Bereits am 25. Juni 2026 veröffentlichte Microsoft zudem das optionale Vorschau-Update KB5095093 für Windows 11 Versionen 24H2 und 25H2. Es bringt eine Point-in-Time-Wiederherstellungsfunktion und behebt einen Fehler im Papierkorb, bei dem interne Dateinamen statt der tatsächlichen Namen angezeigt wurden.
Weitere Verbesserungen umfassen erweiterte Bildschirmtönungen, eine synchronisierte Bluetooth-Stummschaltung und Anpassungen an der Bildschirmlupe.
Weitere Produkte betroffen
Neben den Betriebssystem-Updates stehen auch andere Microsoft-Produkte vor Veränderungen.

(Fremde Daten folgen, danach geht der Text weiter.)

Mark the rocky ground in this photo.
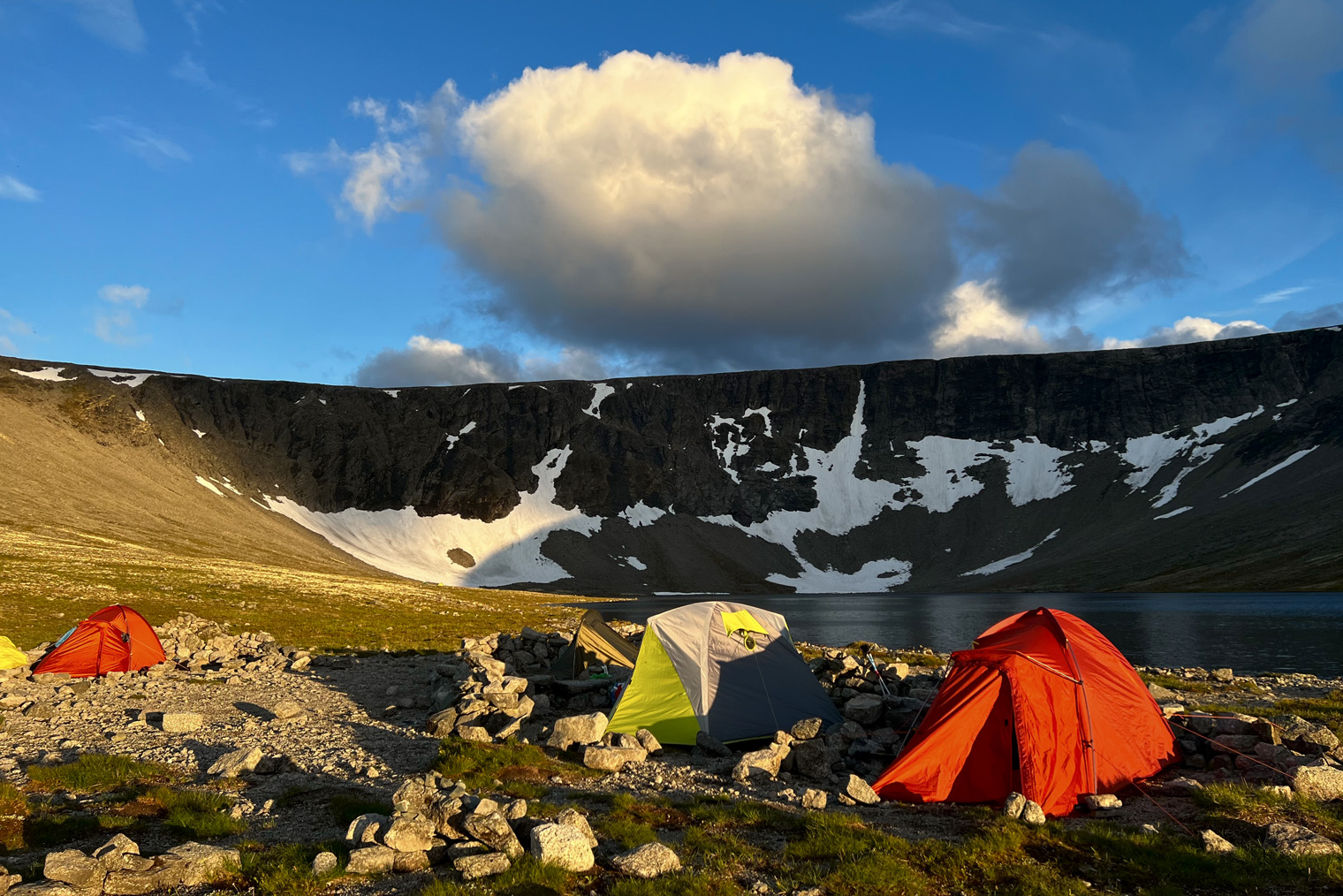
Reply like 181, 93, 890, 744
0, 615, 1343, 896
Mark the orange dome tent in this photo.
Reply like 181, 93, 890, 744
873, 607, 1178, 816
32, 604, 166, 679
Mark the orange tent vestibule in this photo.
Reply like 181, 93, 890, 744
32, 604, 166, 679
873, 607, 1180, 816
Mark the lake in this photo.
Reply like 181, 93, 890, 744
582, 592, 1343, 677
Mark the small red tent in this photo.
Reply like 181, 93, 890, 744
873, 607, 1178, 816
32, 604, 165, 679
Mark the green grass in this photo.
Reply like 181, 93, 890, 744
28, 752, 178, 793
239, 842, 349, 896
1194, 783, 1343, 839
145, 787, 247, 839
434, 738, 602, 800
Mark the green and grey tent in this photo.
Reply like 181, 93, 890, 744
609, 601, 842, 744
550, 610, 640, 679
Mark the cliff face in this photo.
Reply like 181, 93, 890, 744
0, 328, 1343, 594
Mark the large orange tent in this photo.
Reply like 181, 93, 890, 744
32, 604, 166, 679
873, 607, 1178, 816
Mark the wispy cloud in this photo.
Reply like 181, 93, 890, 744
0, 175, 42, 203
91, 116, 191, 168
0, 308, 36, 354
846, 0, 1009, 43
1255, 286, 1309, 305
172, 0, 223, 41
171, 52, 276, 127
98, 284, 149, 308
93, 284, 162, 345
64, 0, 145, 52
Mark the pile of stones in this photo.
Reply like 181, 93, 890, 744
155, 612, 312, 673
336, 772, 681, 880
0, 834, 240, 896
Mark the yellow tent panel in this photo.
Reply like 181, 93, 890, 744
0, 637, 28, 669
607, 628, 700, 744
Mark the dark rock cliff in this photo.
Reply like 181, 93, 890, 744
7, 328, 1343, 592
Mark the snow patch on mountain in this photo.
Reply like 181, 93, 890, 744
583, 383, 615, 421
88, 367, 153, 388
263, 446, 602, 587
960, 529, 1062, 578
10, 367, 77, 383
1222, 444, 1319, 498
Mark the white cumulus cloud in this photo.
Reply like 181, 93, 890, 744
353, 336, 606, 387
1103, 317, 1273, 348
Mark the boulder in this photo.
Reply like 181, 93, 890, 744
545, 712, 609, 749
844, 775, 881, 806
611, 844, 681, 880
1291, 759, 1343, 802
788, 718, 826, 740
271, 700, 304, 721
158, 712, 206, 735
583, 747, 649, 771
345, 847, 396, 875
383, 816, 434, 853
462, 800, 522, 858
694, 731, 732, 759
555, 808, 596, 849
93, 834, 148, 872
532, 824, 596, 872
1147, 684, 1180, 702
1273, 716, 1339, 755
732, 743, 790, 780
154, 842, 242, 888
844, 693, 885, 725
791, 738, 839, 782
345, 811, 392, 844
313, 852, 340, 877
1263, 821, 1343, 855
42, 849, 108, 889
452, 853, 513, 880
206, 747, 264, 778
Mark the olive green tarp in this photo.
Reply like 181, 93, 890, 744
550, 610, 640, 679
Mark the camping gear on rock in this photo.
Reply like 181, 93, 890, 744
609, 601, 842, 744
873, 607, 1178, 816
32, 604, 166, 679
0, 637, 28, 669
550, 610, 640, 680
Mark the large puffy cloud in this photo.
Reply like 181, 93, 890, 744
354, 336, 606, 388
299, 52, 1186, 382
441, 52, 955, 362
1104, 311, 1273, 348
967, 142, 1188, 310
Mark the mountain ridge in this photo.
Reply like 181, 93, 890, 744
0, 328, 1343, 594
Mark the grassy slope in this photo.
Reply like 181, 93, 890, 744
0, 376, 588, 649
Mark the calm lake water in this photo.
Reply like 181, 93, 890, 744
582, 592, 1343, 677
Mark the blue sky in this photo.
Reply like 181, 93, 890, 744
0, 0, 1343, 385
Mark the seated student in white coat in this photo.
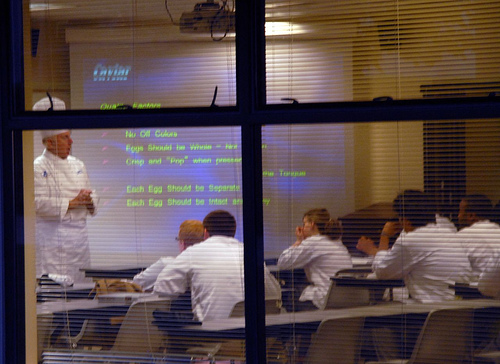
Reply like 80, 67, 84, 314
132, 220, 204, 291
455, 194, 500, 281
278, 208, 352, 311
153, 210, 281, 321
356, 190, 472, 302
477, 254, 500, 298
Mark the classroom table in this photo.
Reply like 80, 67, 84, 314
36, 283, 95, 302
330, 276, 405, 304
36, 292, 160, 357
173, 299, 500, 338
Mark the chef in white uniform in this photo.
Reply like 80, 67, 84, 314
34, 130, 98, 283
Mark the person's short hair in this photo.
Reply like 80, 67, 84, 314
179, 220, 204, 247
203, 210, 236, 237
304, 208, 342, 240
462, 193, 493, 219
392, 190, 436, 228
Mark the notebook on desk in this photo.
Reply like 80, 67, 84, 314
97, 292, 153, 304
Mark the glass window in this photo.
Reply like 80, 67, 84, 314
266, 0, 500, 104
25, 0, 236, 110
25, 127, 254, 362
262, 120, 500, 362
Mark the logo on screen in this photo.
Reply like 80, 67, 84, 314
94, 63, 132, 82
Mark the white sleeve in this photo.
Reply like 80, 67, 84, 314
153, 255, 190, 298
477, 254, 500, 297
264, 264, 281, 300
34, 164, 69, 220
132, 257, 174, 290
278, 240, 313, 269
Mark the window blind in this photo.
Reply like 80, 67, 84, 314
266, 1, 499, 104
25, 1, 236, 111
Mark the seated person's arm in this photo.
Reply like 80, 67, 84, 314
153, 254, 190, 298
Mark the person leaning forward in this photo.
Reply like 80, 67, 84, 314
153, 210, 281, 321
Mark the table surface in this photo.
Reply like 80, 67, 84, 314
36, 292, 160, 316
184, 299, 500, 332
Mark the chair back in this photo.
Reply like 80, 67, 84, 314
322, 280, 370, 310
409, 309, 473, 364
305, 317, 364, 364
111, 299, 170, 353
229, 299, 281, 317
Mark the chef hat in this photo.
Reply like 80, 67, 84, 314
33, 97, 66, 111
40, 129, 69, 140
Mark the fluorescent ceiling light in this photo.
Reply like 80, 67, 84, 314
30, 3, 69, 11
266, 21, 307, 37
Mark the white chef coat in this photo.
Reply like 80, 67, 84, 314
34, 150, 98, 283
477, 252, 500, 298
132, 257, 175, 291
372, 223, 472, 302
455, 220, 500, 280
153, 235, 281, 321
278, 235, 352, 308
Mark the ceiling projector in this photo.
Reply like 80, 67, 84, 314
180, 1, 235, 34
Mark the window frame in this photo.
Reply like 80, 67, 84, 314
0, 0, 500, 363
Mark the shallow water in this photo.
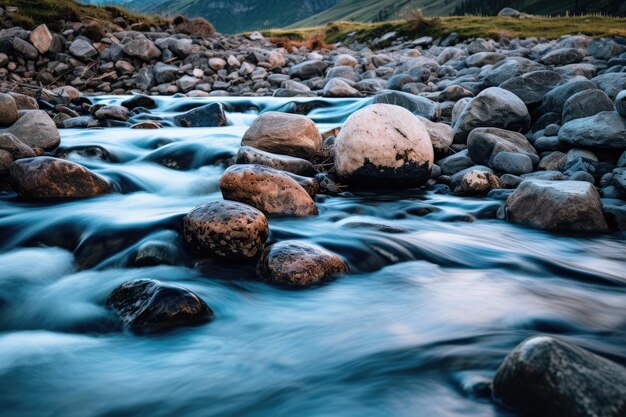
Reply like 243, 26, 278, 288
0, 97, 626, 417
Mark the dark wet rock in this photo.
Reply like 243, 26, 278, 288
289, 60, 328, 80
467, 127, 539, 169
174, 103, 227, 127
451, 166, 502, 195
241, 112, 322, 159
452, 87, 530, 143
506, 179, 608, 232
335, 104, 434, 187
122, 94, 157, 110
5, 110, 61, 150
235, 146, 315, 176
0, 133, 36, 160
493, 336, 626, 417
372, 91, 440, 120
257, 240, 348, 287
0, 93, 19, 126
500, 70, 562, 106
541, 48, 585, 65
559, 111, 626, 149
563, 90, 613, 123
539, 80, 597, 114
9, 156, 111, 199
183, 201, 269, 259
437, 149, 476, 175
220, 165, 317, 216
106, 279, 213, 334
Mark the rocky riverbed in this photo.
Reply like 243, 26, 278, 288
0, 8, 626, 417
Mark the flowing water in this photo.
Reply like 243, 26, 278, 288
0, 97, 626, 417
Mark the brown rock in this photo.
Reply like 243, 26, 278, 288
241, 112, 322, 159
183, 201, 269, 258
9, 156, 111, 199
257, 240, 348, 287
220, 165, 317, 216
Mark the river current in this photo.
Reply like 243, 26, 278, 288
0, 97, 626, 417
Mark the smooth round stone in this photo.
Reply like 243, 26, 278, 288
257, 240, 348, 287
183, 201, 269, 258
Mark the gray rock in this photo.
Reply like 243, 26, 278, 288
506, 179, 608, 232
289, 60, 328, 80
70, 38, 98, 61
183, 201, 269, 259
615, 90, 626, 117
452, 87, 530, 143
559, 111, 626, 149
493, 336, 626, 417
500, 70, 562, 105
257, 240, 348, 287
6, 110, 61, 150
235, 146, 315, 176
541, 48, 585, 65
106, 279, 213, 334
174, 103, 227, 127
0, 93, 19, 126
372, 91, 440, 120
563, 90, 613, 123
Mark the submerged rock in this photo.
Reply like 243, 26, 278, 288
174, 103, 228, 127
335, 104, 434, 187
241, 112, 322, 159
506, 179, 608, 232
183, 201, 269, 258
257, 240, 348, 287
106, 279, 213, 334
235, 146, 315, 176
9, 156, 111, 199
493, 336, 626, 417
220, 165, 317, 216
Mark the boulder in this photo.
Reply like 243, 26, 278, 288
559, 111, 626, 149
467, 127, 539, 167
493, 336, 626, 417
289, 60, 328, 80
6, 110, 61, 150
183, 201, 269, 259
174, 103, 228, 127
563, 89, 613, 123
506, 179, 608, 232
30, 24, 53, 54
124, 38, 161, 62
257, 240, 348, 287
372, 91, 441, 120
335, 104, 434, 187
9, 156, 111, 199
0, 93, 19, 126
452, 87, 530, 143
220, 165, 317, 217
241, 112, 322, 159
106, 279, 213, 334
235, 146, 315, 176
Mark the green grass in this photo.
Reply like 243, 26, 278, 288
255, 16, 626, 46
0, 0, 164, 30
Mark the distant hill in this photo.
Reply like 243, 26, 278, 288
82, 0, 626, 33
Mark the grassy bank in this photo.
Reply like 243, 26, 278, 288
251, 16, 626, 45
0, 0, 163, 30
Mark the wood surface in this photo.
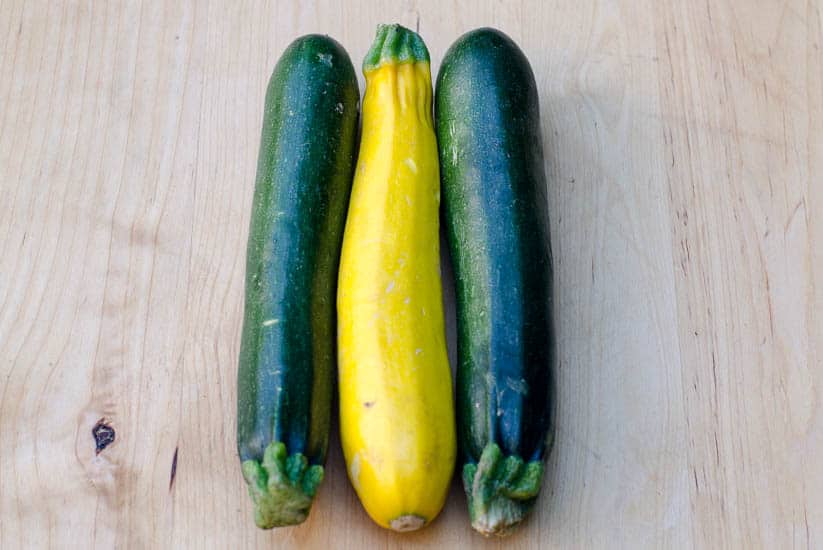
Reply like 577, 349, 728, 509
0, 0, 823, 549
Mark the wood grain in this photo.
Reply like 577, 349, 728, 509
0, 0, 823, 549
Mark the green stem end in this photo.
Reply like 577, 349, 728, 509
463, 443, 543, 537
363, 24, 429, 72
242, 441, 323, 529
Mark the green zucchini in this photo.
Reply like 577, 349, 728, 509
237, 35, 359, 529
435, 29, 555, 535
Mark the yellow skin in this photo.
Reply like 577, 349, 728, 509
337, 61, 456, 531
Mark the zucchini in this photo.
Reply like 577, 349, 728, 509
237, 35, 359, 529
337, 25, 457, 531
435, 29, 555, 535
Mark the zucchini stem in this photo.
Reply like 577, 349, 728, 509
242, 441, 323, 529
463, 443, 543, 537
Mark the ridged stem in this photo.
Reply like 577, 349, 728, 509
242, 441, 323, 529
463, 443, 543, 536
363, 24, 429, 72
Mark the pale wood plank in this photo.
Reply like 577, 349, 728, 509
0, 0, 823, 548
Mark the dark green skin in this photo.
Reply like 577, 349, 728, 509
237, 35, 359, 526
435, 29, 554, 534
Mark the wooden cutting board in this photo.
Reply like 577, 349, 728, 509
0, 0, 823, 549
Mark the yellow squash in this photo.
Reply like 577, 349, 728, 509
337, 25, 456, 531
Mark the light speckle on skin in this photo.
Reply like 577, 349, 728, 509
349, 453, 360, 491
317, 53, 332, 67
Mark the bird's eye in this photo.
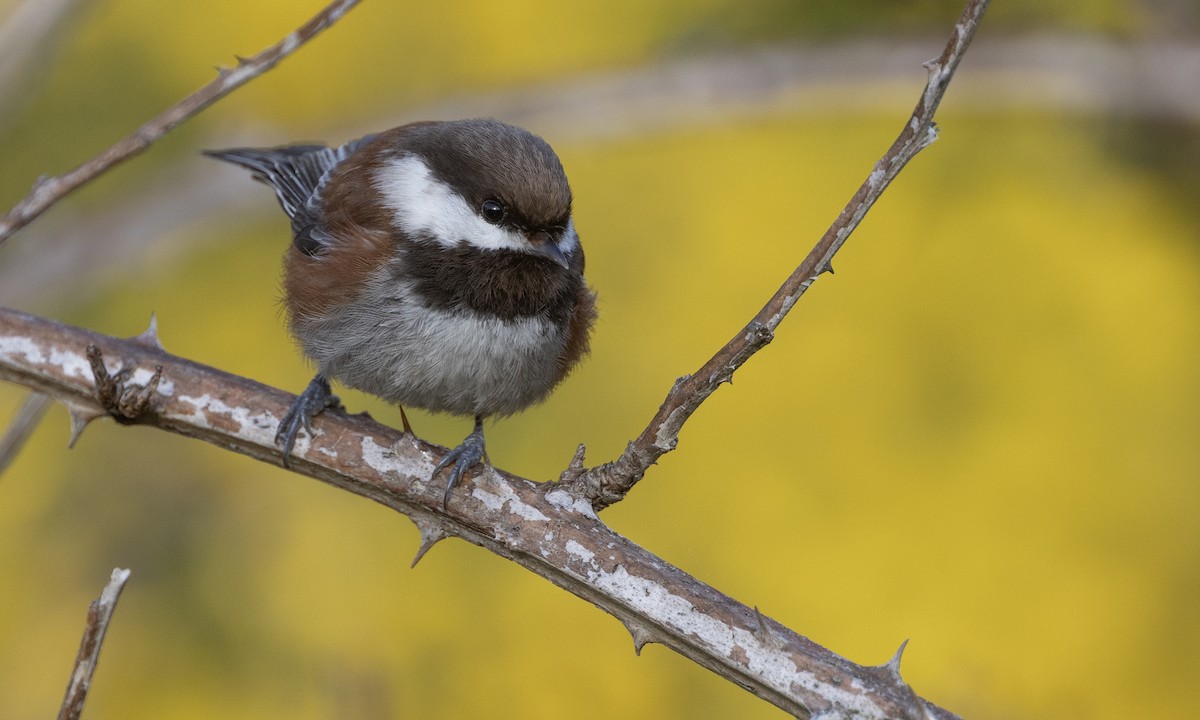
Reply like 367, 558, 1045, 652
479, 200, 505, 224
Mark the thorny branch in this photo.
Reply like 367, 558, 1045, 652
59, 568, 130, 720
0, 0, 988, 719
0, 308, 955, 720
0, 0, 360, 245
562, 0, 990, 510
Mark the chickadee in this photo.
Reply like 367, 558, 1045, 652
205, 120, 596, 504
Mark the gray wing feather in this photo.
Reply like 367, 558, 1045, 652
204, 136, 374, 254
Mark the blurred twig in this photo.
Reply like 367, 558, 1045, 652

SQL Server 2016 sowie SharePoint 2016 und 2019 treten nach dem 14. Juli 2026 in ihre ESU-Phase ein.
Sicherheitsforscher warnen zudem vor einer noch nicht geschlossenen Schwachstelle im Windows Search URI-Handler, die einen Diebstahl von Anmeldedaten ermöglichen könnte. Als Vorsichtsmaßnahme empfehlen sie Unternehmen, ausgehenden SMB-Datenverkehr zu blockieren.